Over 46 cryptocurrency exchanges around the globe assisted criminals in laundering more than $88 million over the past two years, a Wall Street Journal report alleges.
Money Laundering Pervasive in Crypto Trading Industry: Report
The Journal’s investigation traced funds from over 2,500 wallets that courts flagged for their involvement in criminal activities. The paper partnered with London-based blockchain forensic company Elliptic to trace funds from wallets to exchanges. Also, to identify intermediary portfolios, which could have belonged to crypto exchanges, the Journal downloaded and compared them to the wallet addresses of suspected exchanges.
ShapeShift AG, the report alleged, was one of the largest recipients of illicit funds to have offices in the U.S., processing over $9 million out of the suspected $88 million over a two-year period. The Switzerland-incorporated-but-U.S.-operated altcoin exchange service lets people trade bitcoins and other digital currencies anonymously. Recently, though, ShapeShift announced that it would oblige with KYC standards from Oct. 1 to “de-risk” itself.

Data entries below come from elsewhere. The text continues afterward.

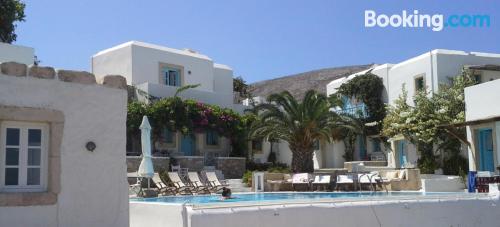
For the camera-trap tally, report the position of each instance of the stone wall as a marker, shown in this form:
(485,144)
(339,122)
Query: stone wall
(159,163)
(231,167)
(76,109)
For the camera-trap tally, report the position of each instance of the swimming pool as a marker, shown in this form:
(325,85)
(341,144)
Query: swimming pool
(298,209)
(291,197)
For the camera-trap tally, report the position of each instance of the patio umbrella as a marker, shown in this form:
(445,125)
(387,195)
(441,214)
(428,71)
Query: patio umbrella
(146,167)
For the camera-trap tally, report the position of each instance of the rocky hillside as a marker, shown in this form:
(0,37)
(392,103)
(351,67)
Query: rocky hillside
(298,84)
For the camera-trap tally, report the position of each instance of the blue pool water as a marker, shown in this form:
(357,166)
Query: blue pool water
(288,196)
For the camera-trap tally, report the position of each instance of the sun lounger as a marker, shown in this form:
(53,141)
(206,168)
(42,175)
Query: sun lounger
(162,187)
(344,181)
(181,188)
(197,184)
(215,184)
(321,181)
(301,179)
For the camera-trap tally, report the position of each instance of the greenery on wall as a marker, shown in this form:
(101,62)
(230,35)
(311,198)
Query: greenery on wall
(367,88)
(427,125)
(190,116)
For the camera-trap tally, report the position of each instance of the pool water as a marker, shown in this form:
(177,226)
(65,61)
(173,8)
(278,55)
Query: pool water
(290,197)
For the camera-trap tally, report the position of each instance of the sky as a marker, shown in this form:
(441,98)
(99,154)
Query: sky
(259,39)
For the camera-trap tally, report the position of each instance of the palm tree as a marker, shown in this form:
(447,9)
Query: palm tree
(298,123)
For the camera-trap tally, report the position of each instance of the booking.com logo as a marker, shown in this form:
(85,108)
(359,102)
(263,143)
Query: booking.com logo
(437,22)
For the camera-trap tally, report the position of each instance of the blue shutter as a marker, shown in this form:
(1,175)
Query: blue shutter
(177,78)
(165,73)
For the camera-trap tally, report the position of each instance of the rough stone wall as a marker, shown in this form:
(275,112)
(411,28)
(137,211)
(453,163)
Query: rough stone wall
(231,167)
(159,163)
(92,112)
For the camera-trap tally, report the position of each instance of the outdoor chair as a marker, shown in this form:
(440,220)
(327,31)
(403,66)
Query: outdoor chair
(162,187)
(301,179)
(176,181)
(321,181)
(197,184)
(216,185)
(344,181)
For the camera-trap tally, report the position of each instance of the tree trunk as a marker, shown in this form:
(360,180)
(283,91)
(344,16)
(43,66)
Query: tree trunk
(302,160)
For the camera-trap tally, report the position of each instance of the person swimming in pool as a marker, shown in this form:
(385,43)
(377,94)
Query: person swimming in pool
(226,193)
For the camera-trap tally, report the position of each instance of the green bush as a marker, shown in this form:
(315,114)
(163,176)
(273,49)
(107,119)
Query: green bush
(253,166)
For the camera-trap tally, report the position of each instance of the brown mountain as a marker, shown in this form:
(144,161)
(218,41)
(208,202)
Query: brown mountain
(298,84)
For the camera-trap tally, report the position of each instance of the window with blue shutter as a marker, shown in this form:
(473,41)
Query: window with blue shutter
(172,76)
(212,138)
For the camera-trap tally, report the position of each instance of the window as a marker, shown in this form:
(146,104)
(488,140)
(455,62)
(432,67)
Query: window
(477,78)
(316,144)
(256,145)
(172,76)
(419,84)
(212,138)
(23,156)
(376,145)
(167,136)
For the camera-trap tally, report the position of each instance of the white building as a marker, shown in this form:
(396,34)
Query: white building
(159,71)
(426,71)
(483,125)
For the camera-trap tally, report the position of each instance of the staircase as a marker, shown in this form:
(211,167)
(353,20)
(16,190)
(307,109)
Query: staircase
(236,185)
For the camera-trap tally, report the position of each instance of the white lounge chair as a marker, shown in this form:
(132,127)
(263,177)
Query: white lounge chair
(181,188)
(321,181)
(162,187)
(197,184)
(215,183)
(344,180)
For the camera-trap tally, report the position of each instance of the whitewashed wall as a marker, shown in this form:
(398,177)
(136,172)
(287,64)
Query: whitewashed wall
(481,103)
(94,190)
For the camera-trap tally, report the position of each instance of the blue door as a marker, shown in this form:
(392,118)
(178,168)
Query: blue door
(485,144)
(362,148)
(187,145)
(402,153)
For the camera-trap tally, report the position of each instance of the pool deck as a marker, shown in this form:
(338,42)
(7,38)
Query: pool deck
(461,209)
(391,198)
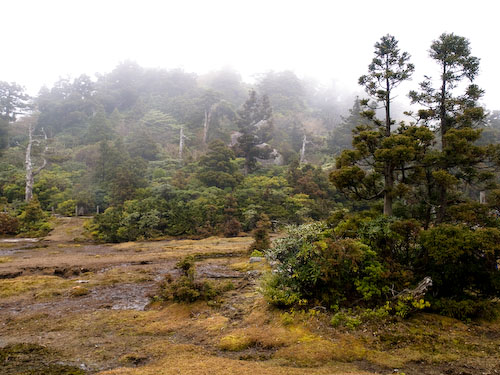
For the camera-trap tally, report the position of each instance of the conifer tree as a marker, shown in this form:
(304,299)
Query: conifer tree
(453,116)
(377,152)
(255,124)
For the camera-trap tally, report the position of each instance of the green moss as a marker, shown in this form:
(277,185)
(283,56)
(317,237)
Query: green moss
(234,343)
(33,359)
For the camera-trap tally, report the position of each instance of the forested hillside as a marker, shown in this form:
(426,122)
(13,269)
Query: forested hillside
(373,212)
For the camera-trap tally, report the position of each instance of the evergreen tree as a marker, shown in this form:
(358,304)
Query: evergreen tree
(217,168)
(255,124)
(454,116)
(377,151)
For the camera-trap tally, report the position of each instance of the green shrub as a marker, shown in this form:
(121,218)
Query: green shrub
(33,221)
(8,224)
(66,208)
(466,309)
(462,262)
(311,266)
(186,288)
(261,234)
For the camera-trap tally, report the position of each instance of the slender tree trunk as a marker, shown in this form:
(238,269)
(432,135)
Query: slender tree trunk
(30,173)
(206,123)
(181,142)
(303,150)
(28,195)
(443,193)
(388,168)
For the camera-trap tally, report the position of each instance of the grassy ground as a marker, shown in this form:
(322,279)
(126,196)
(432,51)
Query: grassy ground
(79,308)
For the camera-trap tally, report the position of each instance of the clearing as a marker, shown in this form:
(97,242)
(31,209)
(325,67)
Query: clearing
(71,307)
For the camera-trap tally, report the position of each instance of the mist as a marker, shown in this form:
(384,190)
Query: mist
(328,42)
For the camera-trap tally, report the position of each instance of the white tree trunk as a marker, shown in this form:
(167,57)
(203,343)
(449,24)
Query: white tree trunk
(206,122)
(30,173)
(181,142)
(303,150)
(28,194)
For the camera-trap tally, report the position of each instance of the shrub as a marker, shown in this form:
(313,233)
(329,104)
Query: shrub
(33,220)
(8,224)
(466,309)
(232,227)
(309,266)
(462,262)
(186,288)
(261,234)
(66,208)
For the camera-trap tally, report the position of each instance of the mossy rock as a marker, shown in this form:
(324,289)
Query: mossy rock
(33,359)
(234,343)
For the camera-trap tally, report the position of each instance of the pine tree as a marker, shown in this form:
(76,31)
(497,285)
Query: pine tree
(454,116)
(376,153)
(255,124)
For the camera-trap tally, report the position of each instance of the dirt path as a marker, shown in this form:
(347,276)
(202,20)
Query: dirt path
(71,308)
(67,229)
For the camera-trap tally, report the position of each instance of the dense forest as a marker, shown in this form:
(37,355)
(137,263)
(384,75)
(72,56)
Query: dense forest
(367,206)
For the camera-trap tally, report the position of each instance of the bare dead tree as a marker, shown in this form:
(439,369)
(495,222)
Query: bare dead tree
(303,150)
(182,138)
(30,171)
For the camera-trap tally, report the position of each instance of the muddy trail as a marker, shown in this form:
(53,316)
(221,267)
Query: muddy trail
(69,306)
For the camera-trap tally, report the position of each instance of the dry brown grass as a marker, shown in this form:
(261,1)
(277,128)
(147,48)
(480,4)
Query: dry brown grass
(203,338)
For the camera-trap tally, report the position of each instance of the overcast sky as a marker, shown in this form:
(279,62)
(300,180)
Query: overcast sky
(327,40)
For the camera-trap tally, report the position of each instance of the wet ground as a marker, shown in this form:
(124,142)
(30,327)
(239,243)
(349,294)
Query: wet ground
(72,307)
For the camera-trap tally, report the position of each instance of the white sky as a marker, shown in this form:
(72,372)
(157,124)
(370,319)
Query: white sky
(329,40)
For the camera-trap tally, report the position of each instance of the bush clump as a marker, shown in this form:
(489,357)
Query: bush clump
(309,266)
(186,288)
(8,224)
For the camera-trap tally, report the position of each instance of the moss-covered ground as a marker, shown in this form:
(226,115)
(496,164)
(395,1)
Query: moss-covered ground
(73,307)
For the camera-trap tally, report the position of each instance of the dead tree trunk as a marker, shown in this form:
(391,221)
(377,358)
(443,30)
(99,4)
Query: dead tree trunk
(182,137)
(303,150)
(30,173)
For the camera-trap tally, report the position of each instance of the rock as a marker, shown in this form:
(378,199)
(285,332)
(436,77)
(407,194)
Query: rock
(256,259)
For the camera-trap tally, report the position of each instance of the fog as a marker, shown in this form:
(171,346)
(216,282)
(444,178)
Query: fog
(328,41)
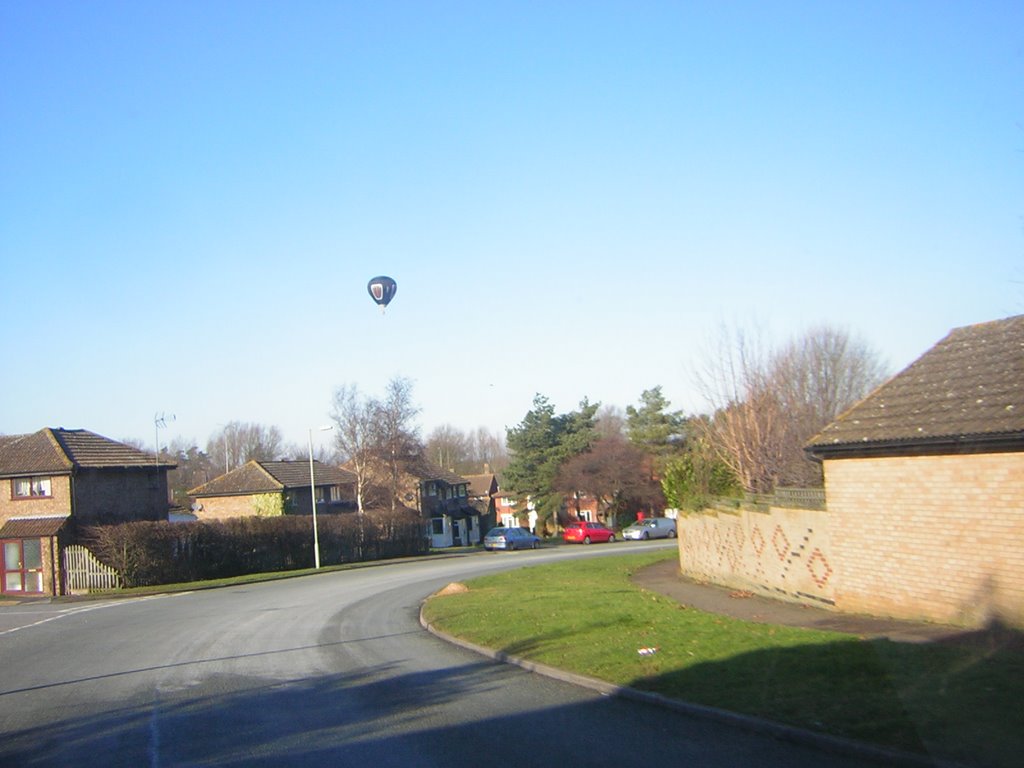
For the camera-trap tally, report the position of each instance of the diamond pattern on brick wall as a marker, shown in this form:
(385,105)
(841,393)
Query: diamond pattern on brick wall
(780,542)
(819,567)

However, the Journal didn’t cut ShapeShift any slack for this change of heart, indicting the exchange for facilitating tainted transactions. Notably, the paper highlighted ShapeShift CEO Eric Voorhees‘ liberal take on anonymity on many occasions — frequently citing his views against AML laws or laws that require exchanges to perform KYC on every customer to catch an occasional criminal — to prove the exchange’s alleged unapologetic involvement in laundering money.